Basic data wrangling with Python
Python is one of the most popular programming language and software. In this post, I will demonstrate how to do a basic data wrangling with Python. This is going to be one of the several series of post related to Python (hopefully). My plan is to cover these topics:
- Basic data wrangling with Python
- Basic plotting with matplotlib and seaborn
- Comparison of ggplot in R versus in Python
Once I finish writing any of the topics, I will link it to the above.
So, let’s start.
Loading necessary packages
Before loading the packages, you need to install the packages. Basically, there are two ways to install the Python packages. Either by pip command or conda command. I will skip this part, but you can refer to this link to install the packages using pip command or this link to install the packages using conda command. For those who has both R and Python in your machine, I suggest to use a conda command.

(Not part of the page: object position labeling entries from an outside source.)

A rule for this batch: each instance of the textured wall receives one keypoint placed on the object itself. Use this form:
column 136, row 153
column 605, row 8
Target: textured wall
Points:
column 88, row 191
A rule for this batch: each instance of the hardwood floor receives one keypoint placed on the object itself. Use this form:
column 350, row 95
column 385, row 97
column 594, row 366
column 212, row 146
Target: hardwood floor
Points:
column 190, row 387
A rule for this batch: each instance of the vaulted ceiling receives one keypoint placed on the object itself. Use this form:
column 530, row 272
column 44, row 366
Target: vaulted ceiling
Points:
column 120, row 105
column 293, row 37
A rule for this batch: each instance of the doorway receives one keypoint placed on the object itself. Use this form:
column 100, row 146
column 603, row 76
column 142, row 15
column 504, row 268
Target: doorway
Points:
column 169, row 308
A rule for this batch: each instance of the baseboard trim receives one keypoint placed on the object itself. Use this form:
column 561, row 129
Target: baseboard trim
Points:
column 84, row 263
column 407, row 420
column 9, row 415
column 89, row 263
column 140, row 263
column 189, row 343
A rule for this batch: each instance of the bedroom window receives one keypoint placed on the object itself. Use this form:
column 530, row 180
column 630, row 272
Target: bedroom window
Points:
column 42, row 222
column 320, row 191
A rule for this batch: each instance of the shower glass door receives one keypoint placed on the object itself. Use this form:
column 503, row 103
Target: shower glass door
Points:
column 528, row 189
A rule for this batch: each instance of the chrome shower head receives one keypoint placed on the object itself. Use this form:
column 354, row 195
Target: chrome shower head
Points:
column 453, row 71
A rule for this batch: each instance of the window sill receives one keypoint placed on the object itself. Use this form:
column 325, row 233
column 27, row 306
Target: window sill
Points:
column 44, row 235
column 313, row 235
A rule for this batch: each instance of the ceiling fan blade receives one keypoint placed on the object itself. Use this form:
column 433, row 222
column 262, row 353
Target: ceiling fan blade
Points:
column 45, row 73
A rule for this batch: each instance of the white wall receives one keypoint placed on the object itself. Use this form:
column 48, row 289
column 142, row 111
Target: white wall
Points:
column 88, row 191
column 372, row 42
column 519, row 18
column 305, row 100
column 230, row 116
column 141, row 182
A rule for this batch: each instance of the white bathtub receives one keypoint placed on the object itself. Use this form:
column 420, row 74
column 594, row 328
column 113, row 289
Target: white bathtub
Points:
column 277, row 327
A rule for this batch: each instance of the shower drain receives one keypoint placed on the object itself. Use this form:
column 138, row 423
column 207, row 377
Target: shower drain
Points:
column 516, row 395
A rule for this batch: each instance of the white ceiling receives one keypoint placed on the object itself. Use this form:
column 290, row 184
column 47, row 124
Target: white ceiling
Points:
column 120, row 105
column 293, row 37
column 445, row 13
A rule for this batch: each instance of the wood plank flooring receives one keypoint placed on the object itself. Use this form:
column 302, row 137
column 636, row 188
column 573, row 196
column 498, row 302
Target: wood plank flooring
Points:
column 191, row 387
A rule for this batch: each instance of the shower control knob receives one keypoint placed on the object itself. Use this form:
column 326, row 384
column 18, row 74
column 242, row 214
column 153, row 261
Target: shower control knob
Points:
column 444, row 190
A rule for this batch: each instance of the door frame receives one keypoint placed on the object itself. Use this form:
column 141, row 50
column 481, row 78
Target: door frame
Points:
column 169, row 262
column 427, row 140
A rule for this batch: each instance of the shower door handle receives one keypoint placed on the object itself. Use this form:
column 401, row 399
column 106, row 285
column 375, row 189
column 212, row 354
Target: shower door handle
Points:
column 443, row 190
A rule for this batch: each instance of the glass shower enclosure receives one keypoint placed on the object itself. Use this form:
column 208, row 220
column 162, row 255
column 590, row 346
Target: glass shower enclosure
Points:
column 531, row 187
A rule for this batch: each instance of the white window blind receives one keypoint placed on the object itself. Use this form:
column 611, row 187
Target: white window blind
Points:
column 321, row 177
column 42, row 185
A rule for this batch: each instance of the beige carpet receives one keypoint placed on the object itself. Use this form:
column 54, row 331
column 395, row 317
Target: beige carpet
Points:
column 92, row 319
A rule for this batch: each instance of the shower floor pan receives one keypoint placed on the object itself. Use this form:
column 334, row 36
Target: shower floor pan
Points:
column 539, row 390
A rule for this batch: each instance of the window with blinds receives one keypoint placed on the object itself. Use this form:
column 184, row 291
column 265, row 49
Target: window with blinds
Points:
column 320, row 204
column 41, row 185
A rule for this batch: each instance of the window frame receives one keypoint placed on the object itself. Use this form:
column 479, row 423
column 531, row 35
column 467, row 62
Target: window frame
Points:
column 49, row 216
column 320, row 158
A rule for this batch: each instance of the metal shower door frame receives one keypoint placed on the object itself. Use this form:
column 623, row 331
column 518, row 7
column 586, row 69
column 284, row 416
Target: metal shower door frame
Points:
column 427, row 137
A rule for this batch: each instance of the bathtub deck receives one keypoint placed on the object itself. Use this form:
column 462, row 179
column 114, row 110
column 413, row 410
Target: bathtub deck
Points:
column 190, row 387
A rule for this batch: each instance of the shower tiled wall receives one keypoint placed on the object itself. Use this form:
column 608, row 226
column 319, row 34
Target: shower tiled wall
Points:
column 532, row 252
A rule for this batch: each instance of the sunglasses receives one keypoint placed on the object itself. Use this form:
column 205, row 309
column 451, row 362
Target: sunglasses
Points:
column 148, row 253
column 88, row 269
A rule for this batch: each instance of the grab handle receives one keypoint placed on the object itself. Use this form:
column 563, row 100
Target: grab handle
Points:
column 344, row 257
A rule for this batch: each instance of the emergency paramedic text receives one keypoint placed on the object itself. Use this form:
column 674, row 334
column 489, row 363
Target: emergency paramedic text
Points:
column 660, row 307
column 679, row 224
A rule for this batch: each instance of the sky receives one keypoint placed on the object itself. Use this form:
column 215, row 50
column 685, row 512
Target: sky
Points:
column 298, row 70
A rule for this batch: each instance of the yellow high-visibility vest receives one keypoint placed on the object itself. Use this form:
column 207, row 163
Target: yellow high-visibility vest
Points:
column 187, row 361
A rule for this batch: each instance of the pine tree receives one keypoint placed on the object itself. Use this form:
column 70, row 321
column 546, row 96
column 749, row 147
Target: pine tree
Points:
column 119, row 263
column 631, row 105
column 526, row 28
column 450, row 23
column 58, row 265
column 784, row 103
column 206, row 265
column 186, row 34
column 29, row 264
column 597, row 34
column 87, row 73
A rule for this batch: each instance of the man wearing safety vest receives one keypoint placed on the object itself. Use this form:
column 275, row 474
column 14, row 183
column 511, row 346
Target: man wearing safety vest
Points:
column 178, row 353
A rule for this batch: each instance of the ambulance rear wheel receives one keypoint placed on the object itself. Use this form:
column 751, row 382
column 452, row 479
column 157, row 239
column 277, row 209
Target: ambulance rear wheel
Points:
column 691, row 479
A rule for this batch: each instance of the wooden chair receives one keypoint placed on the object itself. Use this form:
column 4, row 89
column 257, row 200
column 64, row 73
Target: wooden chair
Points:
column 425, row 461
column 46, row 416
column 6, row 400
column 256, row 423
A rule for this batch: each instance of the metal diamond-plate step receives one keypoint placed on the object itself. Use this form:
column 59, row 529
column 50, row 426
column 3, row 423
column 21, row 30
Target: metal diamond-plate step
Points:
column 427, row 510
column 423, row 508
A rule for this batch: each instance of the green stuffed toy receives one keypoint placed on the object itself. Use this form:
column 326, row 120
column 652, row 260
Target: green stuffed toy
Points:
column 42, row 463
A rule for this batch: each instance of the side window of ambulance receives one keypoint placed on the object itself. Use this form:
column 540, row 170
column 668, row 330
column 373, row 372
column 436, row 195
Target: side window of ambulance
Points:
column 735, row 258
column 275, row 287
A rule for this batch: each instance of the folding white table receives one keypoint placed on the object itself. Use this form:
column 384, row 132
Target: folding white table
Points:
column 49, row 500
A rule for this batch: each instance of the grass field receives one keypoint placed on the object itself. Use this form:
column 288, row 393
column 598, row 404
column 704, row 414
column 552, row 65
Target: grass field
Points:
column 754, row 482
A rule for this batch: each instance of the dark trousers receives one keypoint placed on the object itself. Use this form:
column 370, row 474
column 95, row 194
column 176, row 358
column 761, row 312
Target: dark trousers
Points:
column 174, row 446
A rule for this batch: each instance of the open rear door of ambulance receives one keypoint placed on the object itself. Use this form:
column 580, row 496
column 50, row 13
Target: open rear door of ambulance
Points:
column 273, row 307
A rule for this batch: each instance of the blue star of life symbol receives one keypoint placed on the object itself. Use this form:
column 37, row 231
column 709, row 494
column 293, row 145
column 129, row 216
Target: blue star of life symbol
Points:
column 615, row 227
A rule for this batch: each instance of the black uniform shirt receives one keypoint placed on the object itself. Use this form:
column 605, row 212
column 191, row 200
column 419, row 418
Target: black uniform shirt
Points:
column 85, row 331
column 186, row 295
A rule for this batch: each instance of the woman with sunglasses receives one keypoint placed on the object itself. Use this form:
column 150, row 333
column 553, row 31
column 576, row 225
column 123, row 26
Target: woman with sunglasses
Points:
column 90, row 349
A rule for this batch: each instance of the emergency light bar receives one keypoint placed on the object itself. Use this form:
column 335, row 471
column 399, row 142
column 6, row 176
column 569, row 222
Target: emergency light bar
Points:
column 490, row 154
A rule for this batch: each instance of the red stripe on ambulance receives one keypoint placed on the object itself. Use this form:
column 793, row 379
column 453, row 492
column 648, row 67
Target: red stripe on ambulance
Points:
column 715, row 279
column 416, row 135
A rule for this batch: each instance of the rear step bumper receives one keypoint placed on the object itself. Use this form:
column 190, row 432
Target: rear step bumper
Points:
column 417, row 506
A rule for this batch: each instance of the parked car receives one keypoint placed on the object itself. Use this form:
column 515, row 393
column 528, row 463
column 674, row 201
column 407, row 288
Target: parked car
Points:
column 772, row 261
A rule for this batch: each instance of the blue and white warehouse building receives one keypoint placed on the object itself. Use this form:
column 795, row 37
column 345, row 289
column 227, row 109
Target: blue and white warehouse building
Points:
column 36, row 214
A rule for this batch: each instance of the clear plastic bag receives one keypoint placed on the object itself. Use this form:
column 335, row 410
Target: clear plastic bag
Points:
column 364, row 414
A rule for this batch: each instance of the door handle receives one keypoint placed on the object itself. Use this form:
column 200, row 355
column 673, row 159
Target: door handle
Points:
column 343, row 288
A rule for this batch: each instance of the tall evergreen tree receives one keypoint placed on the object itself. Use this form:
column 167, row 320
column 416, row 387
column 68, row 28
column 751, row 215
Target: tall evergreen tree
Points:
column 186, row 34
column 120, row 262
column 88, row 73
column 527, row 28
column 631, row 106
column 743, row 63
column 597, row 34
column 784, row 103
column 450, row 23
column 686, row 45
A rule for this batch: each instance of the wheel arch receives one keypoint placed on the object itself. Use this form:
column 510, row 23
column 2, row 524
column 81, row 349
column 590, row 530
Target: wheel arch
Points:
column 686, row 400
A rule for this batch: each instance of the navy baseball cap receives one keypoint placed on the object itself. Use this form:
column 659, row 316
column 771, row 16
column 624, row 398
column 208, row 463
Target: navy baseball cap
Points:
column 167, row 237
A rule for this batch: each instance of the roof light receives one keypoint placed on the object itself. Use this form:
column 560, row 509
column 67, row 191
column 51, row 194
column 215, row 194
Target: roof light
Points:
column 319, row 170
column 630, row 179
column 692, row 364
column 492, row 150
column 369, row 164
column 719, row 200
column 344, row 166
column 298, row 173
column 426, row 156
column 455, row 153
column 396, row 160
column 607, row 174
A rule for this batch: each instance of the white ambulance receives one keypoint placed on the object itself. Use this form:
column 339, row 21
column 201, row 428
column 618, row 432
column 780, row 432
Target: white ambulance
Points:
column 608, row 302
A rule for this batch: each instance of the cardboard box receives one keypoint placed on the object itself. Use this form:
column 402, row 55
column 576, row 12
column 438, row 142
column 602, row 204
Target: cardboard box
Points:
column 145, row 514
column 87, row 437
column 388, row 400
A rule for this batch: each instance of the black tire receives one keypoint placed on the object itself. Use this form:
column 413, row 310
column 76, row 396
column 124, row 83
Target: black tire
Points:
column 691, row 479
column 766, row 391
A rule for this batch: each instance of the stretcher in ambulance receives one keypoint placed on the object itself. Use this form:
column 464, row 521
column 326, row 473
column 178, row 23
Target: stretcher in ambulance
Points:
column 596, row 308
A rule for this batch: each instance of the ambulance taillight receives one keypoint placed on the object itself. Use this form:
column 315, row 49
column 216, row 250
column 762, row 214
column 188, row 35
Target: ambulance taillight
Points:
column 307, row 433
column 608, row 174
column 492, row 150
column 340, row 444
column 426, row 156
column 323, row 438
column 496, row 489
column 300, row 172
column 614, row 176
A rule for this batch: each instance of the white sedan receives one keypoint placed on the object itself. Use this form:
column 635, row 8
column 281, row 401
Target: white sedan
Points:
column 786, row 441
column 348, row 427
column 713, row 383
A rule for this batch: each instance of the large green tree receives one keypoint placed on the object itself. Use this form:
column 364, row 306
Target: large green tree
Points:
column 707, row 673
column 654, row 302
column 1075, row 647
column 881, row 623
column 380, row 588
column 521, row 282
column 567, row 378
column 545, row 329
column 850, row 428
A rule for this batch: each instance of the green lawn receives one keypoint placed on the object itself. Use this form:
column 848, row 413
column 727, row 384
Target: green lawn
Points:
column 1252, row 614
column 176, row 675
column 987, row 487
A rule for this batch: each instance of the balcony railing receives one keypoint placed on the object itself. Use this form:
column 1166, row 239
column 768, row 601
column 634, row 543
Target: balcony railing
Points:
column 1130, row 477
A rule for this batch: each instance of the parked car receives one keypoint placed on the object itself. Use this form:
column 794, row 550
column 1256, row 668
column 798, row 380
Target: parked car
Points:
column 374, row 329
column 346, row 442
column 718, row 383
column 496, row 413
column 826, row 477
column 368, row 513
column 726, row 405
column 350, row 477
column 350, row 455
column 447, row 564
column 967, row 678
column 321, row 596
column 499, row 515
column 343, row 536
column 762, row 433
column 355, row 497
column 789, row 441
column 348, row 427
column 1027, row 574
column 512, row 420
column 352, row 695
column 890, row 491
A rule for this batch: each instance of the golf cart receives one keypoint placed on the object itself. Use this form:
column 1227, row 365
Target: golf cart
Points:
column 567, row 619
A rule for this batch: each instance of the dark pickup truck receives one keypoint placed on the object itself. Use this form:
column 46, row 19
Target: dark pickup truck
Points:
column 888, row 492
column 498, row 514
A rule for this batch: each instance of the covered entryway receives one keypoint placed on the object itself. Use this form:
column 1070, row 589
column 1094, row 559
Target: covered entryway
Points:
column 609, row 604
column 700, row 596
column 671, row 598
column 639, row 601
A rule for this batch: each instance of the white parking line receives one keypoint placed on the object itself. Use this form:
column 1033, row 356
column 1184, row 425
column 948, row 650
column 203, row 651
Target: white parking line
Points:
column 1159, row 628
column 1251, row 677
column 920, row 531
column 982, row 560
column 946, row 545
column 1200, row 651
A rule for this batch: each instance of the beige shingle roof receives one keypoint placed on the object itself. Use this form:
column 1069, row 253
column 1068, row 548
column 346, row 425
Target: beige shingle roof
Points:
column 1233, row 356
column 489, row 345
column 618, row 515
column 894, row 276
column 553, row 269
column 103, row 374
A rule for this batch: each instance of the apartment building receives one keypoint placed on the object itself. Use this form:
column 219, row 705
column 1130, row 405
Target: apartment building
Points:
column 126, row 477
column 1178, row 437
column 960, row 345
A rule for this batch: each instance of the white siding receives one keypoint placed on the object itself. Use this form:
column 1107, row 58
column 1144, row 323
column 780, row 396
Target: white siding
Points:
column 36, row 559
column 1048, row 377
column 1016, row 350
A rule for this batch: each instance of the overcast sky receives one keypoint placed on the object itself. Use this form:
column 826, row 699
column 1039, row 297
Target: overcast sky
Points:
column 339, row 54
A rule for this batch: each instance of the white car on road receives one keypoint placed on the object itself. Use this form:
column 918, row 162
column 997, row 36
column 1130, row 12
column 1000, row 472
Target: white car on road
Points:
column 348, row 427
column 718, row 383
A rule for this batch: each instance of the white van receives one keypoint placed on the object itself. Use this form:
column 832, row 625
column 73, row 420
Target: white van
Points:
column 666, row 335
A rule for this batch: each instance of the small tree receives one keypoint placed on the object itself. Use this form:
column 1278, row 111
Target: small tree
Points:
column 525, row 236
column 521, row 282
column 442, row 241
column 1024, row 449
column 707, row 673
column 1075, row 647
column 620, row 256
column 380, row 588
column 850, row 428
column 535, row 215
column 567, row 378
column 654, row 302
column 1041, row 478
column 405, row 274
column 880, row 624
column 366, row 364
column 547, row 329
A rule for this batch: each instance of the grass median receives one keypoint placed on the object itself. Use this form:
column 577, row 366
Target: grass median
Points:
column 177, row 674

Let’s load the required packages.
import numpy as np
import pandas as pd
from seaborn import load_dataset
All the functions from each package can be assessed from the alias or the abbreviated text above. For example, functions in pandas
package can be accessed through pd
or to be specific pd.
. You will see this many times through out this blog post, so do not worry much about this. I am sure you will get the gist of it once you see this later on. In practice, you don’t actually need to use pd
for pandas
and np
for numpy
, but this is a convention or standard practice widely adopted in the Python community.
Load the data
We going to use iris dataset. This dataset is readily available in seaborn package.
iris = load_dataset('iris')
Once we load the data, we need to check the variable type.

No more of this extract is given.